Entonces, de repente, él enredó los dedos en su pelo y la sujetó para que no pudiera apartarse.
—Dilo otra vez.
—Te deseo...
Pedro sacudió la cabeza, con tristeza.
—No es verdad. Lo que pasa es que tienes miedo y crees que me necesitas. No te preocupes, Paula. Te prometo que te sacaré de aquí.
—No es eso.
—Entonces, ¿Qué?
—Tenías razón —murmuró ella, con el corazón acelerado.
Nunca le había hecho proposiciones a un hombre. ¿Y si la rechazaba?
—¿Sobre qué?
—Sobre que merecía la pena arriesgarse.
Pedro no dijo nada y Paula, con una decisión que a ella misma sorprendía, pasó la lengua por sus labios en un gesto provocativo. En un segundo, Pedro se tumbó sobre ella, sosteniéndose con un brazo para no hacerle daño. Paula había dejado de jugar. Amaba a aquel hombre y le daba igual no ser sensata.
—Esta es la última advertencia...
—Bésame, Pedro.
Él se inclinó hacia su boca, respirando con dificultad. Y entonces, con un gemido ronco, el mundo desapareció para los dos. La tormenta que soplaba fuera de la tienda no era nada comparada con la que había dentro. Pedro se colocó sobre ella, su excitación era evidente. Paula se derretía mientras él le quitaba la camiseta y buscaba el cierre del sujetador. El roce de los dedos masculinos sobre su pecho hizo que lo deseara como nunca había deseado a nadie.
—Tranquila, cielo —murmuró él con voz ronca de pasión.

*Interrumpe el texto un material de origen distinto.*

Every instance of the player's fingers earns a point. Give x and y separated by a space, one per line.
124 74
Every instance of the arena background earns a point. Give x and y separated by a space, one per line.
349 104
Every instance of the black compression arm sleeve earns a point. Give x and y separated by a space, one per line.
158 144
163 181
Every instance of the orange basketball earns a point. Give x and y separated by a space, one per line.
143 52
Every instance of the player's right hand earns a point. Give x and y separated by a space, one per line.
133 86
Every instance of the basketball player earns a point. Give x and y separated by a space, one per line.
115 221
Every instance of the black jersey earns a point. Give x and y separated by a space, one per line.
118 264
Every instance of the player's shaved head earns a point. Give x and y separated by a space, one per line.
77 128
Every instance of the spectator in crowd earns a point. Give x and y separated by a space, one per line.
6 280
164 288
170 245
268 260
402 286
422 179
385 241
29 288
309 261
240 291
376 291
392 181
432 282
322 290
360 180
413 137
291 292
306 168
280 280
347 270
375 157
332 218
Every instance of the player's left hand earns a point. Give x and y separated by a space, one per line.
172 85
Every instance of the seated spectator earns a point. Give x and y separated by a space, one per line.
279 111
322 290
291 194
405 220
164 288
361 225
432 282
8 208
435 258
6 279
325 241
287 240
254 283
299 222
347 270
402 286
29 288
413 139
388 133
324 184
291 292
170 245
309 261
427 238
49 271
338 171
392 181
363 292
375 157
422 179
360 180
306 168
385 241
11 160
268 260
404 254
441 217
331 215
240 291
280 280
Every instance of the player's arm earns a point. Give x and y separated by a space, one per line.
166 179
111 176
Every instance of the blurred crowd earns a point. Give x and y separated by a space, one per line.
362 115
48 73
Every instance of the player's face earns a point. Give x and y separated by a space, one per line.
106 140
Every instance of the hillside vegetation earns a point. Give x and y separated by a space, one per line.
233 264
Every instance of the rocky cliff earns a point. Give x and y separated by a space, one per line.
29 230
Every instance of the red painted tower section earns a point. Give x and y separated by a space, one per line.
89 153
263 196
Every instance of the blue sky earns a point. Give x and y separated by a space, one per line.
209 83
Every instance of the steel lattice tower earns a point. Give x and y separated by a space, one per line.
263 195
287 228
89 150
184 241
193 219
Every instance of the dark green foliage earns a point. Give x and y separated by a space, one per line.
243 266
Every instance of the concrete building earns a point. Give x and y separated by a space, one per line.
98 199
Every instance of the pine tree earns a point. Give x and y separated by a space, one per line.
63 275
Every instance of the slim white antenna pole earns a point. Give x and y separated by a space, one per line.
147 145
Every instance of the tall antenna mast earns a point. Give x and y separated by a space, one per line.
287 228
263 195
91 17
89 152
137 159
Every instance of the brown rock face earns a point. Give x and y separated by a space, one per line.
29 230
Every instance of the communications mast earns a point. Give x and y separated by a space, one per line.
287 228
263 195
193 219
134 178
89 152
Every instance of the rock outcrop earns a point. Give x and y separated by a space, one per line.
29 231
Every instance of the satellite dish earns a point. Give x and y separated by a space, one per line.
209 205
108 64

Paula sintió la lengua del hombre sobre sus pechos y tuvo que cerrar los ojos. Cuando Pedro deslizó la mano hacia abajo para acariciarla con perversa intimidad, levantó las caderas, deseando que la poseyera.
—Por favor...
—Te he deseado durante tanto tiempo, Paula...
—Yo también.
Iba a morir. Si él no le hacía el amor inmediatamente, iba a morir.
—¿Podemos...?
Paula asintió. No había riesgo. Estaba completamente segura de que no era su período de ovulación. Y, además, deseaba a aquel hombre con toda su alma. Pedro le abrió las piernas y tomó su boca en un beso que reflejaba todo el ansia que sentía. Después, se introdujo en ella con una poderosa embestida y Paula pensó que su grito de dolor se había perdido en la boca del hombre. Pero Pedro debió sentir la tensión porque se quedó parado.
—¿Paula?
Ella lo miró; confusa, deslizando las manos por sus apretadas nalgas para que no se apartase.
—No pares...
—¿Parar? ¿Crees que soy Superman? No podría parar por nada del mundo, pero no quiero hacerte daño.
—No me haces daño. Sólo ha sido un segundo —murmuró ella.
—¿Por qué no me has dicho nada?
—No tiene importancia.
Pedro volvió a introducirse en ella, aquella vez más despacio, y sintió que Paula clavaba las uñas en su espalda.
—Tranquila, cariño. No te haré daño si te relajas.